I took an infectious diseases class in college where I actually did a term paper on Ebola, that is one of many reasons I've been closely following the heartbreaking outbreak in West Africa. But, also because Africa has a big piece of my heart. Ethiopia is on the other side of the continent from the Ebola outbreak; Ethiopia is in East Africa but, still, the healthcare system is extremely lacking. I've seen the devastation that is inadequate healthcare.
The healthcare problems in Africa are both simple and extremely complex at the same time. Quite simply, there are not enough doctors. There are currently more doctors working in Chicago than in all of Ethiopia! And the complex issues, things like many do attend medical school in Ethiopia but are lured away by job offers from developed nations upon graduation and healthcare is vastly harder where there is improper sanitation and limited access to clean water and electricity.
The health system is so vastly different than what we have access to here in America. One statistic that dramatically highlights the differences: just 6% of births in Ethiopia are attended by a skilled health worker while in America 98.75% of births are in a hospital! So, in Ethiopia large numbers of women and babies still die in childbirth.
I feel like we in America have said for too long, "It's not our problem" regarding flailing healthcare in African countries.

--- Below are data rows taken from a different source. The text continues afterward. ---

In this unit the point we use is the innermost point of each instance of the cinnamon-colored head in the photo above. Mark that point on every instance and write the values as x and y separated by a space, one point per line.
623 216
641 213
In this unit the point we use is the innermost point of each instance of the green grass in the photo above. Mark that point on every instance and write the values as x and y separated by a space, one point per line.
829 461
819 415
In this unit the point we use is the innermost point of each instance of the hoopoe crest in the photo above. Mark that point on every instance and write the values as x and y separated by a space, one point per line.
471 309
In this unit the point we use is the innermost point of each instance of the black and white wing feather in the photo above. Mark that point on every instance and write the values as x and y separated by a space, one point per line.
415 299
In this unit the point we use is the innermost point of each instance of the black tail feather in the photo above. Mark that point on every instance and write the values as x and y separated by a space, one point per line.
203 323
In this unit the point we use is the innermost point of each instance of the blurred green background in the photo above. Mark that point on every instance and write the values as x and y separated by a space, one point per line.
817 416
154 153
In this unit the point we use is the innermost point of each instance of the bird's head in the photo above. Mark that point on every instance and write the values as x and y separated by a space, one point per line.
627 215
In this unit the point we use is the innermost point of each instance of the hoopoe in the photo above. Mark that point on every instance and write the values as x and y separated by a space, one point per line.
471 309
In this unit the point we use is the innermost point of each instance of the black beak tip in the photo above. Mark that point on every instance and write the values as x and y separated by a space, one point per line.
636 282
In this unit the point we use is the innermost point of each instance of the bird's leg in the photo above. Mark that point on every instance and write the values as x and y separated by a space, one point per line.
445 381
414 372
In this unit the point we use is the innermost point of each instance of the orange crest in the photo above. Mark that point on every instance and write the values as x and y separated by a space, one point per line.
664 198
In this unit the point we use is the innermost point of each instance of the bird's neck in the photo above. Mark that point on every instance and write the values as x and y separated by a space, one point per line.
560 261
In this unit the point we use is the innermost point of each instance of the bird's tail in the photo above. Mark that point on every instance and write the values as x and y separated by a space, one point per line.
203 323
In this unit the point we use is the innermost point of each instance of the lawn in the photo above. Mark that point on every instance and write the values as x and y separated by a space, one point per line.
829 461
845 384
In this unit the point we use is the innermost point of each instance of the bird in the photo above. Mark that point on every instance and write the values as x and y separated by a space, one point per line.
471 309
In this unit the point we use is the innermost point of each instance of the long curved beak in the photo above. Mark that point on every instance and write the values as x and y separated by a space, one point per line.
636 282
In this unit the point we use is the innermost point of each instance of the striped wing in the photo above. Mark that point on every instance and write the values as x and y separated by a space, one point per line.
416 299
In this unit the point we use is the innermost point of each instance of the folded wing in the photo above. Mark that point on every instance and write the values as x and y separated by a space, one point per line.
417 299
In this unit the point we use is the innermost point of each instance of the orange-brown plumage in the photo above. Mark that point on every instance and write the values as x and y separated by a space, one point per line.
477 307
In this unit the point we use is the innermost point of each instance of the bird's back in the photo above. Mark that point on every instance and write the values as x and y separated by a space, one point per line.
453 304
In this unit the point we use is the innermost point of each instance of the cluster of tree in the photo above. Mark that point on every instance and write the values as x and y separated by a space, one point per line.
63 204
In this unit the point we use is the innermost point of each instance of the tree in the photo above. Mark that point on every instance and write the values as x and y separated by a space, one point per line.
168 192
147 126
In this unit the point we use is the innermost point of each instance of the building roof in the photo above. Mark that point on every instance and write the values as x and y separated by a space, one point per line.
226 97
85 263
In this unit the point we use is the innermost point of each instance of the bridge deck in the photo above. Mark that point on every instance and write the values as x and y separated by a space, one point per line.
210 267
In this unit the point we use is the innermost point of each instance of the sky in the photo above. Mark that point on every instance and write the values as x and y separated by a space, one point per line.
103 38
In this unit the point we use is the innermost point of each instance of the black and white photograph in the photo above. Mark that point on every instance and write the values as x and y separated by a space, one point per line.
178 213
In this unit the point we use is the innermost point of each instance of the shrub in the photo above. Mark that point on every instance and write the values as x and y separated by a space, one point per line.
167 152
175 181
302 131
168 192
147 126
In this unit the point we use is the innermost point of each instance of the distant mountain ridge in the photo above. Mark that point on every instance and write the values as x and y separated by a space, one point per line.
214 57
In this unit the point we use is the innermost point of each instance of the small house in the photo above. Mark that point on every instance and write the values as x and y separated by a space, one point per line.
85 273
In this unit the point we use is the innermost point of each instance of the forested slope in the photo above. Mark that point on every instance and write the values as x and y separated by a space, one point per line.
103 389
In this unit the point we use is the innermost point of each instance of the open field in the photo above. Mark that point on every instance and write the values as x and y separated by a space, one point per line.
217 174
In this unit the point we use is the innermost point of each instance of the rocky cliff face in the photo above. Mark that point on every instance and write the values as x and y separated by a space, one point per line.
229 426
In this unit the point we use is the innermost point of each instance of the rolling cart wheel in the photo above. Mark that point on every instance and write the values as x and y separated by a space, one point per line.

But the reality is that we are not as isolated as our arrogance might suggest, only a plane ride or two away as the Ebola case in Dallas, Texas reveals.
If anything good can come out of the devastation of this Ebola outbreak, let it be that nations who have so much give a bigger hand up to those that have so little.
Two people in the picture below, my husband and me, happened to be born in a nation of plenty, and the 100 or so others in the picture, mostly children, happened to be born in a country of great poverty where so many struggle for basics like food, water, and medical care. We were all created in the very image of God.